TO THE EDITOR
Lanham et al.’s thoughtful article “Gabapentin Presents High Potential for Misuse” in the 11/24/2022 online issue of Pharmacy Times addresses the potential for gabapentin use to potentiate the risk of opioid overdose. We write to comment on two items regarding their analysis.
1. Misclassification. The authors cite a study by Peckham et al. analyzing risks associated with concomitant use of gabapentin and opioid products.1 Specifically, the cited article uses the term “overuse” of gabapentin and/or opioids, defined as prescribed daily dosages exceeding a predetermined threshold. The authors, however, characterize the receipt of both medication classes above certain dosages as “co-abuse.”
The receipt of medication dosages above a particular value does not necessarily indicate medication abuse. Implying otherwise could confuse readers about the exposures and outcomes studied in the cited article.
2. Confounding by indication. Gabapentin is doubtless contributory to many fatal opioid-involved overdoses. That said, in the analysis by Lanham et al., there is a confounder that is not acknowledged: chronic pain. Gabapentin may be prescribed in lieu of (or in tandem with) opioid prescriptions to manage certain types of chronic pain.

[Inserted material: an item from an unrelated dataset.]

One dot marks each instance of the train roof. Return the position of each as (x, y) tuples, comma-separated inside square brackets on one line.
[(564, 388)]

Patients with more severe chronic pain may be more likely than patients with less severe chronic pain to be prescribed both gabapentin and higher doses of opioids – the latter a known independent risk factor for overdose.2 In this patient population, the risk attributable to gabapentin in assessing opioid-involved overdoses where gabapentin is detected may be challenging to assess.
Gabapentin offers both advantages and disadvantages to patients depending on the clinical scenario. There are clearly risks associated with concomitant use of gabapentin and other CNS depressants such as opioids, and these risks should be taken seriously. We applaud Lanham et al.’s insightful review of the regulatory components of this topic, and recommend future analyses consider the potential for misclassification and confounding by indication so readers can appreciate the nuances of – and challenges associated with – epidemiology in this space.